Stage 2 - Kubernetes Node Image Upgrade

NOTE: During the CSM-1.0.1 install the LiveCD containing the initial install files for this system should have been unmounted from the master node when rebooting into the Kubernetes cluster. The scripts run in this section will also attempt to unmount/eject it if found to ensure the USB stick does not get erased.

IMPORTANT:

Reminder: Before running any upgrade scripts, be sure the Cray CLI output format is reset to default by running the following command:

ncn# unset CRAY_FORMAT

Stage 2.1

  1. Run ncn-upgrade-k8s-master.sh for ncn-m002. Follow output of the script carefully. The script will pause for manual interaction.

    ncn-m001# /usr/share/doc/csm/upgrade/1.0.11/scripts/upgrade/ncn-upgrade-k8s-master.sh ncn-m002
    

    NOTE: You may need to reset the root password for each node after it is rebooted

  2. Repeat the previous step for each other master node excluding ncn-m001, one at a time.

Stage 2.2

  1. Run ncn-upgrade-k8s-worker.sh for ncn-w001. Follow output of the script carefully. The script will pause for manual interaction.

    NOTE: It is expected that some pods may be in bad states during a worker node upgrade. This is due to a temporary lack of computing resources. Once the worker node has been upgraded and has rejoined the cluster, those pods will be up and running again. All critical services have more than one replica so that if one pod is down, the service is still available.

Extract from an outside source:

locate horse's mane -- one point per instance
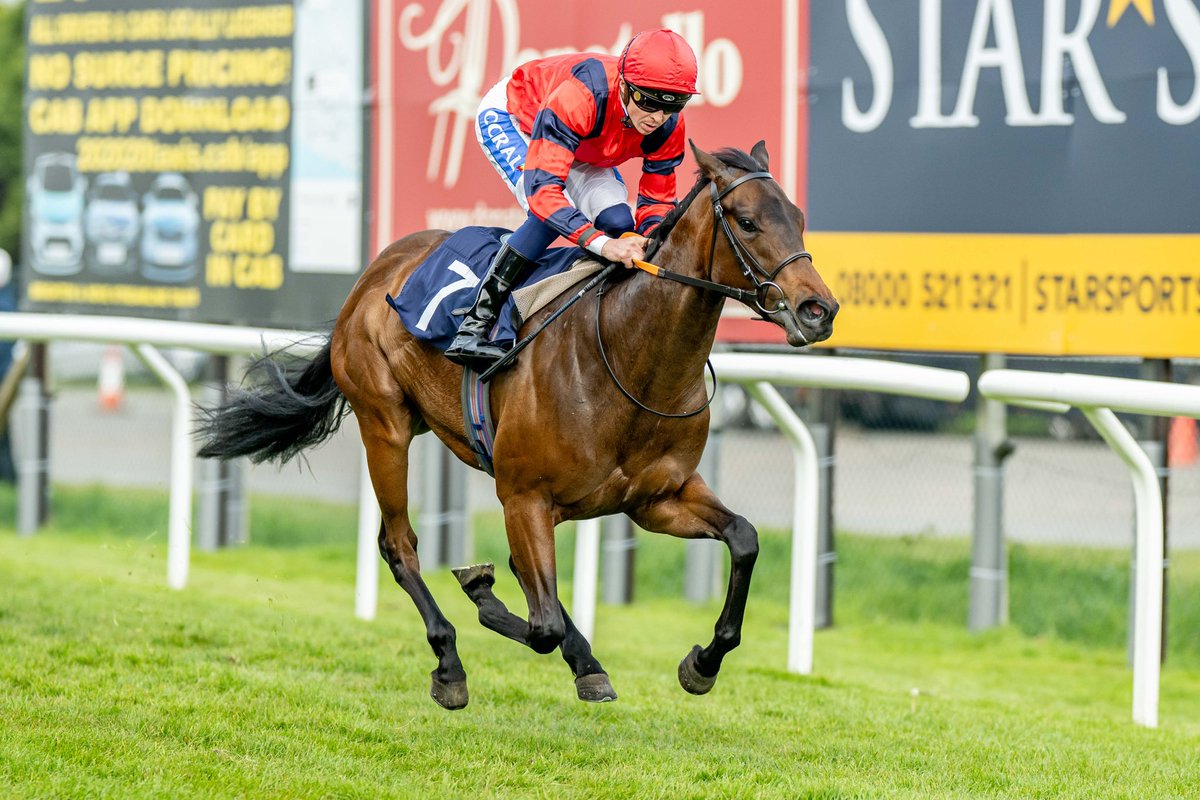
(727, 156)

    NOTE: It is possible that some PostgreSQL clusters may report errors when ncn-upgrade-k8s-worker.sh runs and checks the PostgreSQL clusters. If errors are reported indicating that a cluster does not have a leader or is lagging, it is recommended to re-run the ncn-upgrade-k8s-worker.sh again after waiting about 30 minutes to give the clusters time to resume to a healthy state. If PostgreSQL clusters still report leader or lag issues, then refer to Troubleshoot Postgres Database.

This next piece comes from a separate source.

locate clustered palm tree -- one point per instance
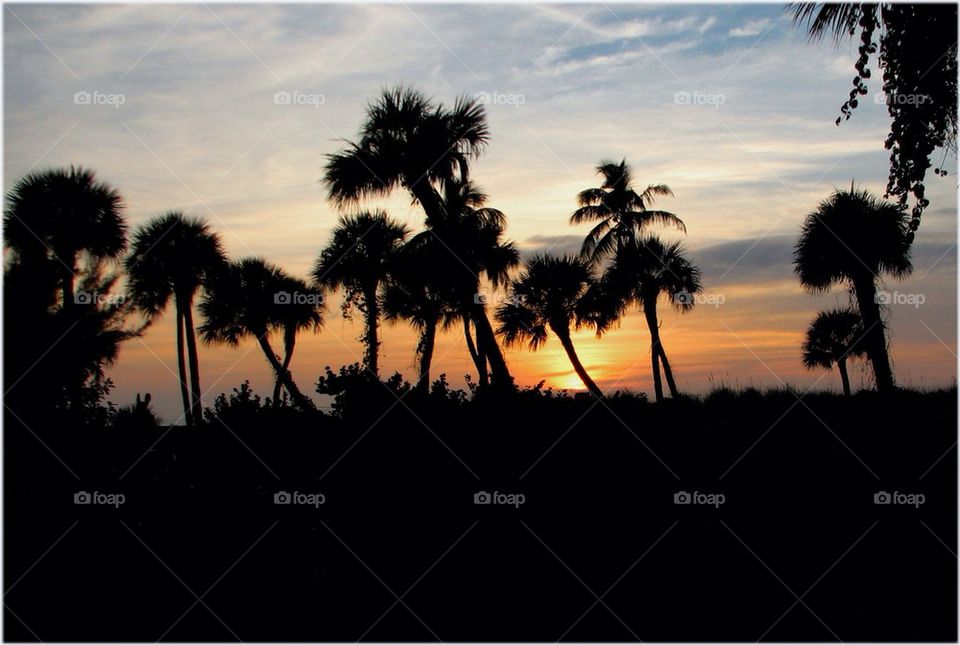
(833, 337)
(852, 239)
(64, 227)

    ncn-m001# /usr/share/doc/csm/upgrade/1.0.11/scripts/upgrade/ncn-upgrade-k8s-worker.sh ncn-w001
    

    NOTE: You may need to reset the root password for each node after it is rebooted

  2. Repeat the previous step for each other worker node, one at a time.

Stage 2.3

For ncn-m001, use ncn-m002 as the stable NCN. Use the vlan007/CAN IP address to ssh to ncn-m002 for this ncn-m001 install

  1. Authenticate with the Cray CLI on ncn-m002.

    See Configure the Cray Command Line Interface for details on how to do this.

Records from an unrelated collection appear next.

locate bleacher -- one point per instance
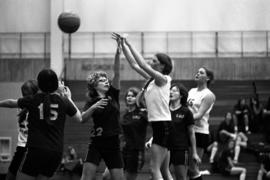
(227, 93)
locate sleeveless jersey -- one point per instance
(134, 127)
(157, 101)
(195, 99)
(43, 134)
(106, 121)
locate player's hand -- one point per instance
(148, 144)
(101, 103)
(196, 158)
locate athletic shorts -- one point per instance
(202, 140)
(107, 149)
(161, 132)
(133, 160)
(39, 161)
(16, 160)
(179, 157)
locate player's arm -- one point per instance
(67, 93)
(87, 114)
(9, 103)
(116, 67)
(192, 139)
(133, 64)
(160, 79)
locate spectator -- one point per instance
(241, 116)
(266, 120)
(226, 132)
(256, 111)
(264, 171)
(226, 165)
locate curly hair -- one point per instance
(134, 90)
(183, 92)
(92, 81)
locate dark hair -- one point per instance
(166, 61)
(210, 75)
(47, 83)
(268, 104)
(92, 82)
(183, 92)
(134, 90)
(29, 87)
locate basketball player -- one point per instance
(46, 120)
(134, 126)
(104, 110)
(28, 88)
(157, 96)
(201, 100)
(182, 132)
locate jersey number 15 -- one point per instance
(53, 112)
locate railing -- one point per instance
(176, 44)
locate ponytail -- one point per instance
(46, 108)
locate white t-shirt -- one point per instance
(157, 101)
(195, 99)
(23, 132)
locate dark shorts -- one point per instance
(39, 161)
(107, 149)
(161, 132)
(16, 160)
(179, 157)
(133, 160)
(202, 140)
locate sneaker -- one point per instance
(205, 172)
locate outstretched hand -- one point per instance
(119, 38)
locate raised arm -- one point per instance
(9, 103)
(116, 67)
(160, 79)
(132, 61)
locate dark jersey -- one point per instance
(266, 162)
(240, 112)
(42, 134)
(134, 127)
(106, 121)
(182, 118)
(224, 126)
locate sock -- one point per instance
(213, 153)
(197, 178)
(236, 152)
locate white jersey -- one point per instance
(195, 99)
(23, 132)
(157, 101)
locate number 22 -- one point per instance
(53, 112)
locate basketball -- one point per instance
(69, 22)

  2. Set the CSM_RELEASE variable to the correct value for the CSM release upgrade being applied.

    ncn-m002# CSM_RELEASE=csm-1.0.11
    
  3. Install the document RPM and run check script on ncn-m002

    NOTE The prerequisites.sh script will warn that it will unmount /mnt/pitdata, but this is not accurate. The script will only unmount it if the script itself mounts it. That is, if it is mounted when the script begins, the script will not unmount it.

    • Option 1 - Internet Connected Environment

      1. Install the document RPM package:

        The install scripts will look for the RPM in /root, so it is important that you copy it there.

        ncn-m002# wget https://storage.googleapis.com/csm-release-public/shasta-1.5/docs-csm/docs-csm-latest.noarch.rpm -P /root
        ncn-m002# rpm -Uvh --force /root/docs-csm-latest.noarch.rpm
        
      2. Set the ENDPOINT variable to the URL of the directory containing the CSM release tarball.

        In other words, the full URL to the CSM release tarball will be ${ENDPOINT}${CSM_RELEASE}.tar.gz

        NOTE This step is optional for Cray/HPE internal installs.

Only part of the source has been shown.